After a less than stellar performance this season backing up starting catcher Willson Contreras, Miguel Montero‘s tenure with the Chicago Cubs came to an end on June 28. Following a horrible game catching Jake Arrieta, in which the Washington Nationals stole seven bases, Montero committed the greatest clubhouse sin: he threw his battery mate under the bus. The distraction, and the selfishness of the player, prompted Theo Epstein to DFA Montero, and call up Victor Caratini for his first cup of coffee.
Cubs DFA Montero, Call up Victor Caratini
The Cubs pitching staff’s issues holding runners has been well-documented, and the majority of pick-offs for outs have been back-picks thrown by Contreras. Montero does not have the skill set to match that. Arrieta’s inability to hold runners, combined with Montero’s dismal caught-stealing and pick-off percentages – 3% and 0%, respectively – this season, it’s been open season for any team with speed. In 29 games this season, he has given up 31 stolen bases and has caught just one runner. This is well below his career average, and also below the league expected value of 28%. This is a dramatic fall-off for a player who once caught 40% of players who ran against him.
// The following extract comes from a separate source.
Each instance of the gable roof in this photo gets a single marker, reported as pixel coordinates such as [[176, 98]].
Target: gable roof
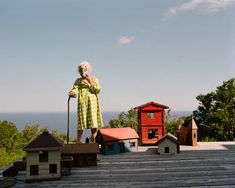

Montero is also error prone; he led the league in errors for catchers in 2015, the last year in which he played over 100 games. Even in just 29 games behind the plate this season, he has committed two errors.
In his limited use this year, Montero owns a slash line of .286/.366/.439 in 112 plate appearances, with 28 hits and eight RBI. While his average is improved over last season, his ability to put the ball in play does not outweigh the liability behind the plate and his inability to throw to second.
Some guys have the intangible of being great in the clubhouse, which helps make up for shortcomings in their game. Montero has shown himself to be selfish. Following the 2016 World Series, Montero stated that he was unhappy with his role on the team and with Joe Maddon. He criticized the skipper who brought a World Series banner to the North Side of Chicago for the first time in 108 years. Some thought his unhappiness after obtaining a ring would have been reason enough to DFA Montero during the offseason.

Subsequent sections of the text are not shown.